By next year, the Conservatives will have been in office for 50 of the last 80 years. Rather than a 2-party system, it is more a 1.6-party system. Labour are aware of this, and so they always spend their limited time in office in a mad dash of legislating. In the 1940s Labour nationalised large sections of the British economy. In the 1960s Labour passed a large amount of social reform legislation, and decimalised the currency. In the 1970s Labour extended economic controls on prices and wages and granted the unions a larger say in the running of the country. The exception to the standard maximum 6-year lifespan of a Labour government is Tony Blair’s New Labour, which was a project not to win in 1997, because that victory was in the bag, but to win in 2001, and again in 2005. Blair did this by swinging Labour to the right, so that conservative-inclined voters felt it safe to vote Labour. It did also help that the Cold War had ended in Western victory and thus socialism had been discredited for a generation, so Blair found it easy to marginalise Labour’s open-ended left wing for over a decade. Tony Blair was in effect Britain’s first post-Cold War PM.

So while Sir Keir may win in 2024, it is likely that he will have expended all Labour’s accumulated goodwill by 2027 as his government will by then no longer be in command of events, and the Conservatives will return to power in 2029. There is a precedent. While Churchill lost by a landslide in 1945, he managed to cut that landslide to a handful of seats in 1950 and was back in office in 1951. This was despite Labour creating the NHS in 1948. It seems that the voting public had less appreciation of the NHS and Labour’s role in its creation in the late 1940s than they do now, which is a paradox few modern commentators seem to have noticed. Labour had another landslide in 1966, having previously entered government in 1964 on a slim majority, but by 1968 Labour’s support had decayed after the pound was devalued the previous year. Harold Wilson gambled on a snap election in 1970 but lost to Edward Heath.

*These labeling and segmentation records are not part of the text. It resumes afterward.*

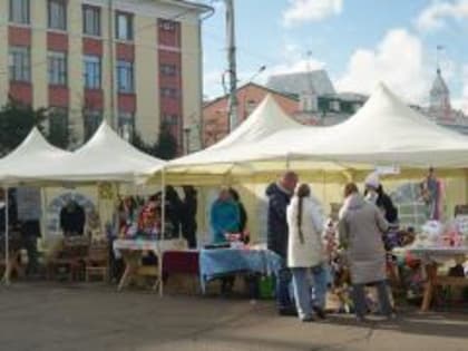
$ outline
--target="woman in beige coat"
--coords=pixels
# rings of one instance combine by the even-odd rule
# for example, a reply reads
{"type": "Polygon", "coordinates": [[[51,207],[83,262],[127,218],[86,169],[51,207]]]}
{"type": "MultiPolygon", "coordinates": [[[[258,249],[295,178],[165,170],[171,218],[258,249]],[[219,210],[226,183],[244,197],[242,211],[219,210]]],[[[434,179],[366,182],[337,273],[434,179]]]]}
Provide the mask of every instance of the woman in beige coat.
{"type": "Polygon", "coordinates": [[[382,314],[392,318],[382,241],[382,234],[389,224],[376,205],[364,201],[355,184],[345,186],[344,196],[339,231],[351,270],[357,318],[359,321],[364,320],[367,313],[364,286],[370,283],[377,285],[382,314]]]}
{"type": "Polygon", "coordinates": [[[324,318],[326,273],[323,267],[323,218],[318,202],[311,197],[309,185],[301,184],[286,211],[289,241],[287,267],[293,275],[294,299],[299,318],[313,321],[314,312],[324,318]],[[310,284],[312,273],[314,299],[310,284]],[[312,301],[313,300],[313,301],[312,301]]]}

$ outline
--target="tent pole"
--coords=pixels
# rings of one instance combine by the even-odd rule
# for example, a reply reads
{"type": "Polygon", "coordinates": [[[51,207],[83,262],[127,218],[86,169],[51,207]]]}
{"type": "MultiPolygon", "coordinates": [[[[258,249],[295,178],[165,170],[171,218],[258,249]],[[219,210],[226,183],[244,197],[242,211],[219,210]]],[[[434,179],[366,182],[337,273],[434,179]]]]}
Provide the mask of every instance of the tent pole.
{"type": "Polygon", "coordinates": [[[165,169],[160,172],[160,238],[165,240],[166,228],[166,174],[165,169]]]}
{"type": "MultiPolygon", "coordinates": [[[[162,230],[162,241],[164,241],[165,238],[165,228],[166,228],[166,169],[163,168],[162,173],[160,173],[160,185],[163,186],[162,189],[162,204],[160,204],[160,230],[162,230]]],[[[162,242],[159,245],[157,245],[158,247],[158,279],[159,279],[159,296],[163,298],[164,294],[164,286],[163,286],[163,263],[164,263],[164,250],[162,247],[162,242]]]]}
{"type": "Polygon", "coordinates": [[[8,187],[4,187],[4,285],[10,285],[10,247],[9,247],[9,198],[8,198],[8,187]]]}

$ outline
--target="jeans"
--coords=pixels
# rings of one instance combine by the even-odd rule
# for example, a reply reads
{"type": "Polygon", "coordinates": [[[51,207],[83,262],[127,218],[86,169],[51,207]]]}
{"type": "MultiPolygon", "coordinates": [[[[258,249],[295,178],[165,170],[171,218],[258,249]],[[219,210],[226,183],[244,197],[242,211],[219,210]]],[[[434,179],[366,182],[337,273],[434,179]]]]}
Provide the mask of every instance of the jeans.
{"type": "Polygon", "coordinates": [[[276,304],[279,310],[286,310],[293,308],[293,302],[290,295],[291,271],[285,266],[276,274],[276,304]]]}
{"type": "Polygon", "coordinates": [[[36,275],[39,272],[38,238],[32,235],[27,235],[23,240],[25,248],[28,253],[28,266],[26,267],[26,274],[36,275]]]}
{"type": "Polygon", "coordinates": [[[313,315],[313,308],[325,308],[326,271],[322,265],[309,269],[291,269],[293,275],[294,299],[299,318],[313,315]],[[313,280],[313,284],[311,281],[313,280]],[[313,296],[312,296],[313,286],[313,296]]]}
{"type": "MultiPolygon", "coordinates": [[[[365,302],[365,292],[364,292],[364,284],[353,284],[352,291],[353,291],[353,301],[355,306],[355,315],[358,318],[363,318],[365,313],[368,312],[368,304],[365,302]]],[[[379,306],[380,312],[383,315],[391,315],[392,313],[392,306],[390,303],[390,296],[389,296],[389,290],[387,287],[386,281],[380,281],[376,283],[377,286],[377,293],[379,296],[379,306]]]]}

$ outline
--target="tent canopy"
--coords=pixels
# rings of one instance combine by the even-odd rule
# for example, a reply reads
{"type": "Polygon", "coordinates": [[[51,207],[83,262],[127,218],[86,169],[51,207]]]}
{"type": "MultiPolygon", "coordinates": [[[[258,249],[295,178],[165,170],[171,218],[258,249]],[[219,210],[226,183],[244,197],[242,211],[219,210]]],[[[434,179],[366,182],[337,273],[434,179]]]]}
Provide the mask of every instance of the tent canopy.
{"type": "Polygon", "coordinates": [[[45,165],[35,177],[58,182],[139,183],[165,164],[136,149],[103,121],[88,143],[62,162],[45,165]]]}
{"type": "Polygon", "coordinates": [[[70,155],[50,145],[35,127],[14,150],[0,159],[0,182],[3,185],[25,182],[35,177],[43,166],[59,164],[70,155]]]}
{"type": "Polygon", "coordinates": [[[438,126],[380,84],[355,115],[331,127],[299,125],[269,97],[226,139],[170,162],[168,174],[255,174],[265,165],[270,173],[287,167],[331,173],[389,165],[466,168],[468,138],[438,126]]]}
{"type": "Polygon", "coordinates": [[[233,133],[215,145],[181,157],[168,164],[169,173],[201,173],[224,174],[237,168],[240,172],[252,172],[255,166],[247,160],[266,157],[264,149],[257,144],[266,137],[281,130],[308,128],[289,117],[276,104],[272,96],[257,106],[252,115],[233,133]]]}
{"type": "Polygon", "coordinates": [[[326,159],[401,167],[467,167],[468,138],[419,114],[380,84],[347,121],[277,133],[259,144],[271,157],[326,159]]]}

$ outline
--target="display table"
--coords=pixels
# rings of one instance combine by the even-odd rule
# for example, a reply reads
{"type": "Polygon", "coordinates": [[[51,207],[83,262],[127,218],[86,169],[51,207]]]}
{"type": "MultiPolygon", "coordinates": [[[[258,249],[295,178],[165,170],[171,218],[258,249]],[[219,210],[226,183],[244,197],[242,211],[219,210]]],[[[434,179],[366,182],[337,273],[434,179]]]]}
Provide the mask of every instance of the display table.
{"type": "Polygon", "coordinates": [[[199,279],[202,292],[206,283],[223,275],[260,273],[270,275],[282,266],[282,259],[269,250],[209,248],[199,252],[199,279]]]}
{"type": "Polygon", "coordinates": [[[125,272],[120,279],[117,290],[120,291],[138,275],[155,276],[153,289],[159,287],[159,294],[163,295],[163,260],[166,251],[184,248],[184,242],[179,240],[116,240],[114,241],[114,251],[116,256],[121,256],[125,262],[125,272]],[[144,252],[153,252],[157,257],[157,267],[145,267],[142,265],[144,252]],[[153,270],[152,270],[153,269],[153,270]],[[152,272],[149,272],[152,271],[152,272]]]}
{"type": "Polygon", "coordinates": [[[468,286],[468,279],[440,276],[438,267],[440,264],[468,256],[468,247],[427,247],[427,248],[409,248],[409,253],[420,259],[426,267],[427,283],[421,304],[421,311],[427,312],[430,309],[436,286],[468,286]]]}

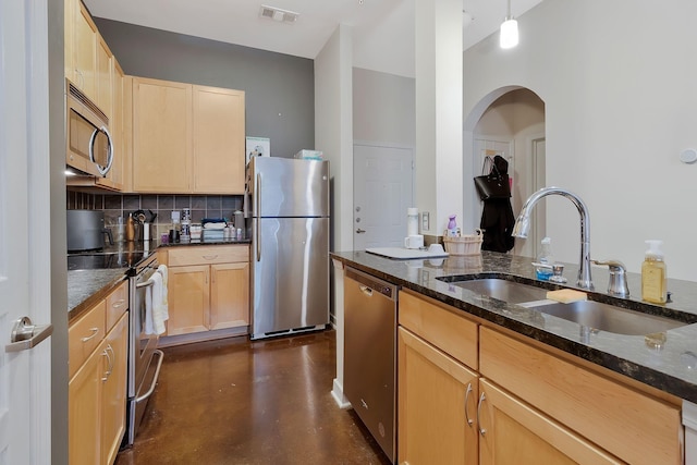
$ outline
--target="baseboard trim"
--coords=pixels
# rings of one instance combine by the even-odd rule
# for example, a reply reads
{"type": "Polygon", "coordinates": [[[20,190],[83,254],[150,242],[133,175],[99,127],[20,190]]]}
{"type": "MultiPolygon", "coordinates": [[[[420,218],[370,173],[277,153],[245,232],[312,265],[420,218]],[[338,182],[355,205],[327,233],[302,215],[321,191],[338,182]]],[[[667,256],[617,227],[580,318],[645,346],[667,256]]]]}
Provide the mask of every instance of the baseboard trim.
{"type": "Polygon", "coordinates": [[[344,388],[337,378],[334,378],[331,396],[334,397],[334,402],[337,402],[339,408],[351,408],[351,402],[348,402],[348,400],[344,395],[344,388]]]}

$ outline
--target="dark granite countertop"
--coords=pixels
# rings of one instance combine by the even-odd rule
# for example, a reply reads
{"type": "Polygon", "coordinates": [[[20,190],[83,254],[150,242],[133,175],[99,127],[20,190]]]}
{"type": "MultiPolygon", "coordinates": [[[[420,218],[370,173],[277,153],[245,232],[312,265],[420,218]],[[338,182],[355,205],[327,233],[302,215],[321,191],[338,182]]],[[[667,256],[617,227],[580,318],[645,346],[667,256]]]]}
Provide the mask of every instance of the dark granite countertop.
{"type": "MultiPolygon", "coordinates": [[[[123,254],[125,257],[129,254],[138,257],[137,259],[146,258],[148,255],[157,252],[158,247],[187,247],[198,245],[234,245],[234,244],[249,244],[249,240],[206,240],[206,241],[189,241],[179,242],[174,244],[160,244],[159,241],[150,241],[149,243],[133,242],[121,243],[117,245],[107,246],[101,250],[84,252],[71,255],[93,255],[93,254],[123,254]]],[[[68,271],[68,315],[69,321],[80,317],[83,311],[91,308],[100,299],[105,298],[114,287],[117,287],[121,281],[126,279],[129,272],[127,262],[123,268],[110,268],[110,269],[96,269],[96,270],[71,270],[68,271]]],[[[132,264],[135,265],[135,264],[132,264]]]]}
{"type": "Polygon", "coordinates": [[[68,271],[68,320],[80,317],[126,279],[123,268],[68,271]]]}
{"type": "MultiPolygon", "coordinates": [[[[494,325],[533,338],[550,346],[609,368],[678,397],[697,402],[697,283],[669,280],[671,302],[650,305],[641,302],[640,274],[628,273],[628,298],[606,293],[608,271],[592,267],[596,291],[588,298],[655,315],[670,316],[686,325],[667,331],[665,342],[656,348],[655,340],[645,335],[624,335],[607,331],[587,331],[572,321],[541,314],[514,304],[488,298],[439,277],[474,274],[506,277],[513,281],[535,280],[529,257],[482,252],[475,256],[451,256],[445,259],[394,260],[366,252],[338,252],[331,257],[355,269],[381,278],[456,307],[494,325]]],[[[578,267],[565,264],[564,277],[575,287],[578,267]]],[[[560,289],[552,283],[538,284],[560,289]]]]}

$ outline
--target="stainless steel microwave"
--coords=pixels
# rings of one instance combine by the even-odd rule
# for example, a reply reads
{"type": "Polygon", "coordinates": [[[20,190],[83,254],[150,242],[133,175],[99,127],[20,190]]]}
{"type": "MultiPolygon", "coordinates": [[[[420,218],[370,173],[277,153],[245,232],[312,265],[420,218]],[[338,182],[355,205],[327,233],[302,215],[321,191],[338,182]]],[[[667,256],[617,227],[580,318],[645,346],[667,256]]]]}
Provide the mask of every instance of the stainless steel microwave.
{"type": "Polygon", "coordinates": [[[106,178],[113,163],[109,118],[69,79],[65,79],[65,110],[66,164],[106,178]]]}

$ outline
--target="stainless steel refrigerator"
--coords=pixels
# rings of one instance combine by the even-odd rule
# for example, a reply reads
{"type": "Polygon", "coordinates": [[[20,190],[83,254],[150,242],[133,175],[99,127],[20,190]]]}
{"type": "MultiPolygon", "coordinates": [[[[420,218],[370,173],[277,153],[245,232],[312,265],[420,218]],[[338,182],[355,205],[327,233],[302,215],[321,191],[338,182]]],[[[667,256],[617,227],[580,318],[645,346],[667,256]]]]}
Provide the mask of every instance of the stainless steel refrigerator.
{"type": "Polygon", "coordinates": [[[326,328],[329,161],[254,157],[246,175],[250,338],[326,328]]]}

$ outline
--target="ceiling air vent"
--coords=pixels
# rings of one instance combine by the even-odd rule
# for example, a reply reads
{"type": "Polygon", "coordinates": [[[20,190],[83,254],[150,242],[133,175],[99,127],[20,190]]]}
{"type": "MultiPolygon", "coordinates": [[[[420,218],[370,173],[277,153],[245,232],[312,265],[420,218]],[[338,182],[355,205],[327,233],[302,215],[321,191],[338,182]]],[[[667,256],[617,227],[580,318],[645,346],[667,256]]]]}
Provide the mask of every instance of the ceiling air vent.
{"type": "Polygon", "coordinates": [[[269,20],[278,21],[279,23],[295,23],[299,13],[294,11],[281,10],[280,8],[261,5],[259,10],[259,16],[268,17],[269,20]]]}

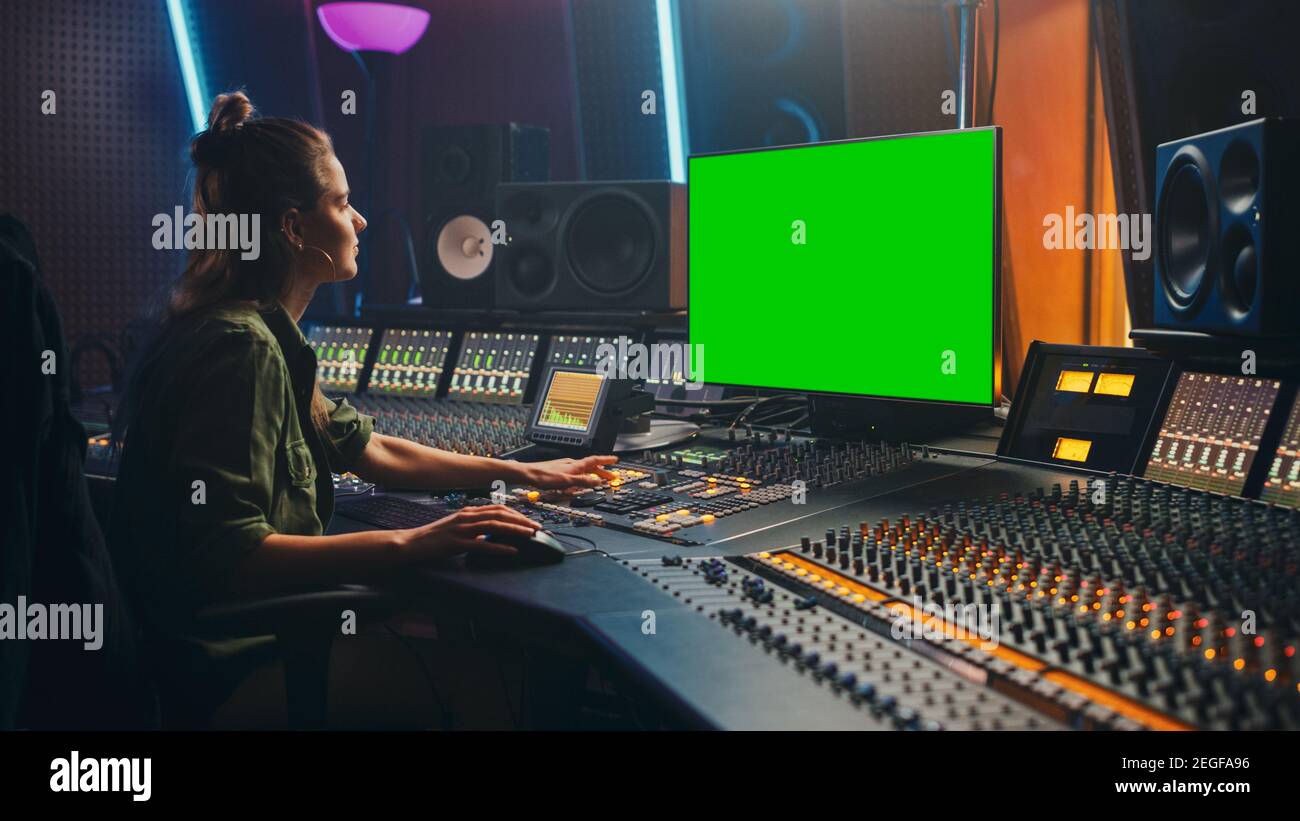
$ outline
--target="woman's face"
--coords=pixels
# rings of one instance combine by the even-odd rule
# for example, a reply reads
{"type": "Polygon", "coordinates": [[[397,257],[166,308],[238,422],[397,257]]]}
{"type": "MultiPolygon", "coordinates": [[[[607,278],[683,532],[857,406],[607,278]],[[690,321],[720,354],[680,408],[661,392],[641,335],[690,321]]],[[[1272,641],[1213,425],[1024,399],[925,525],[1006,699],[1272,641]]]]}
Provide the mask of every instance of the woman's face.
{"type": "Polygon", "coordinates": [[[347,174],[338,157],[330,156],[326,171],[328,184],[321,201],[302,214],[303,269],[318,275],[320,282],[342,282],[356,275],[356,257],[361,251],[358,234],[365,230],[365,218],[348,201],[347,174]],[[315,246],[334,260],[333,270],[315,246]]]}

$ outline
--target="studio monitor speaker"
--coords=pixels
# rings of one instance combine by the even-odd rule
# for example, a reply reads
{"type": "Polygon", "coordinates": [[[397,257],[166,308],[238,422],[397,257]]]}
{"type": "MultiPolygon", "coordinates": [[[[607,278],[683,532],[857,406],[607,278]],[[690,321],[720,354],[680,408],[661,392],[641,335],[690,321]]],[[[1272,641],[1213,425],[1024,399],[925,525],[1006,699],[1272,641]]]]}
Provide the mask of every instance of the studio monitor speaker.
{"type": "Polygon", "coordinates": [[[1154,317],[1300,336],[1300,121],[1254,120],[1156,151],[1154,317]]]}
{"type": "Polygon", "coordinates": [[[502,184],[497,307],[668,312],[686,303],[686,190],[662,182],[502,184]]]}
{"type": "Polygon", "coordinates": [[[491,308],[497,186],[549,179],[549,134],[517,123],[439,126],[425,129],[420,148],[424,304],[491,308]]]}

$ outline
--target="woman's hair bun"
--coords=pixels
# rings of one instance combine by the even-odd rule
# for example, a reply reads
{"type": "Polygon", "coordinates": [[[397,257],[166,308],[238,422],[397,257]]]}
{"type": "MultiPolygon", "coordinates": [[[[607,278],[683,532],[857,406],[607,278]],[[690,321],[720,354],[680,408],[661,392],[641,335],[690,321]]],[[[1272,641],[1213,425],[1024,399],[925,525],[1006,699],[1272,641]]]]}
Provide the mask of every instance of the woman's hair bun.
{"type": "Polygon", "coordinates": [[[252,120],[252,100],[242,91],[217,95],[208,112],[208,127],[190,144],[190,158],[195,165],[222,168],[235,156],[239,129],[252,120]]]}

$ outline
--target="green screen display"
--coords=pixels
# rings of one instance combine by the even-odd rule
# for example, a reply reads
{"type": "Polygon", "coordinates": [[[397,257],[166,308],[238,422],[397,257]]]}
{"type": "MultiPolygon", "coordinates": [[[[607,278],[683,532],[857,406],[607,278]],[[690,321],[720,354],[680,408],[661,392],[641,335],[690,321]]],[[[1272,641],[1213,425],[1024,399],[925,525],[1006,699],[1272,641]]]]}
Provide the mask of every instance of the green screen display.
{"type": "Polygon", "coordinates": [[[690,342],[720,385],[991,404],[997,131],[690,157],[690,342]]]}

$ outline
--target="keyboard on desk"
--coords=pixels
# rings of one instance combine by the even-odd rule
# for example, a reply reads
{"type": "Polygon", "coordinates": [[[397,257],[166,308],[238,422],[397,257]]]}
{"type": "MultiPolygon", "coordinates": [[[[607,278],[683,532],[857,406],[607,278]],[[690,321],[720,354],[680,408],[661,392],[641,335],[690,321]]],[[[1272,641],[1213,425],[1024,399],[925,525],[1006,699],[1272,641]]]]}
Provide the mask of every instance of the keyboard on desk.
{"type": "Polygon", "coordinates": [[[381,530],[420,527],[452,513],[452,509],[442,501],[421,503],[403,496],[348,499],[339,501],[334,509],[339,516],[381,530]]]}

Labour’s leaders are all too aware of the party’s faltering electoral history, which is why they will push through massive amounts of transformative (code for ‘revolutionary’) legislation, which any subsequent Conservative government will find it hard to unravel. It was not until Margaret Thatcher’s government of 1979 that the Conservatives started to undo the fundamental changes to the British economy introduced by Attlee after 1945. If the Conservative Party are quietly preparing themselves for defeat, they should also start organising the framework for how they will undo some of Sir Keir’s legislation. Part of the problem we now have with the NHS is because Churchill, Eden, and Macmillan did not reform it to a continental-style insurance-based system while they had the opportunity, and by 1970 it was too late to do anything, leaving us with a public health system quite unsuited to a 21st Century based on shifting populations for which it is impossible to plan. The Conservative Party should not make the same mistake twice.

Paul T Horgan worked in the IT Sector. He lives in Berkshire.